La llama encendida en Villa Urquiza no fue una más. En esta edición número veinte de la Noche Mágica de San Juan, el fuego no solo iluminó el cielo del barrio: encendió también la memoria colectiva, la tradición compartida y el espíritu comunitario de una celebración que nació como una simple reunión familiar y hoy es, sin dudas, una de las fiestas más esperadas del año.
A lo largo de la noche, el crujido de la leña ardiente se mezcló con los acordes de la música popular y los pasos de danza que los vecinos —grandes y chicos— ofrecieron como homenaje al ritual ancestral del solsticio de invierno.

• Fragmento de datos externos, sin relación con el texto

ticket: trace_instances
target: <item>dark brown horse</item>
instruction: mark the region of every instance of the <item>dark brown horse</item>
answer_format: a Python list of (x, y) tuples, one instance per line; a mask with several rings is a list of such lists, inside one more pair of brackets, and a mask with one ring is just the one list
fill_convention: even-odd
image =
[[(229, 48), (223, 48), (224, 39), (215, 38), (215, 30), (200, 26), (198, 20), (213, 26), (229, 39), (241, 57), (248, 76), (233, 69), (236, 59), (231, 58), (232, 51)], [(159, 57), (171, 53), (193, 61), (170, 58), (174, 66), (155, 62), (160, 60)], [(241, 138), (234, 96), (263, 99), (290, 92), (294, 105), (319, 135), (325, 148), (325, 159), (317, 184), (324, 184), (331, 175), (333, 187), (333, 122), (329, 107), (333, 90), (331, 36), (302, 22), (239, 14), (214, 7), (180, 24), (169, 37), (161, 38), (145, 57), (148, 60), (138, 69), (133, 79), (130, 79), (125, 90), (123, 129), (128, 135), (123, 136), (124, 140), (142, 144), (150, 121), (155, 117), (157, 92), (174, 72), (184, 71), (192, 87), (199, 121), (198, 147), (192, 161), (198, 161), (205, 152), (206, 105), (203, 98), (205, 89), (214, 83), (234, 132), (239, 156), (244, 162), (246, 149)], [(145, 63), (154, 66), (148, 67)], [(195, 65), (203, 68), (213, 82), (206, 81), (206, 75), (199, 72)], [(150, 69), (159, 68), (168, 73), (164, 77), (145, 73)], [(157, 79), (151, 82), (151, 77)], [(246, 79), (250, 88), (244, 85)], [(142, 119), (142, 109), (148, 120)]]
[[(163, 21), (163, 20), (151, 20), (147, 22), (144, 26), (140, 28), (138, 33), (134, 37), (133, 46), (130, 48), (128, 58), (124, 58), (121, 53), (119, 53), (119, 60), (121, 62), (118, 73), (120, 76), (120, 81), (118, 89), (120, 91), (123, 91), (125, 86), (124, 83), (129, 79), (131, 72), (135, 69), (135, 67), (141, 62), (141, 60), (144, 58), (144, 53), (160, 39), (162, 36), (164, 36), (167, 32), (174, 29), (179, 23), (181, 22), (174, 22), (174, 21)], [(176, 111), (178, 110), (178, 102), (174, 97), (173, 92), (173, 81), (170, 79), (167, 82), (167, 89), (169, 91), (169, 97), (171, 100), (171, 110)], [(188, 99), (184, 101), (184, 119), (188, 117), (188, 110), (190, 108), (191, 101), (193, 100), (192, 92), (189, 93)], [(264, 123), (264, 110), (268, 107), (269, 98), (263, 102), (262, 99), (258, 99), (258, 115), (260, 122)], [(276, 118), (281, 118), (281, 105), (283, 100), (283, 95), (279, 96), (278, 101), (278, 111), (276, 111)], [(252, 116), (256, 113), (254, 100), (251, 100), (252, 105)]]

Familias enteras, amigos, vecinos de toda la vida y nuevos habitantes del barrio se congregaron en torno a ese círculo de fuego que cada año, como una promesa cumplida, vuelve a reunirlos.
Los más chicos corrían con antorchas de cartón y los ojos brillantes de emoción, mientras los mayores compartían anécdotas, empanadas y vino caliente, como si no hubiera pasado un año desde la última fogata. Todo sucedía en armonía, como si Villa Urquiza se transformara por una noche en un pueblo detenido en el tiempo.
“Lo que comenzó hace dos décadas como una pequeña reunión familiar hoy es una tradición que nos une”, dijo una de las organizadoras. “Cada año se suman más personas, y eso habla de lo que significa este encuentro para el barrio”.
Cuando la llama más alta se elevó hacia el cielo oscuro, no faltaron los aplausos ni los deseos en voz baja. Porque en la Noche Mágica de San Juan, el fuego no solo quema lo viejo: también renueva la esperanza de lo que vendrá.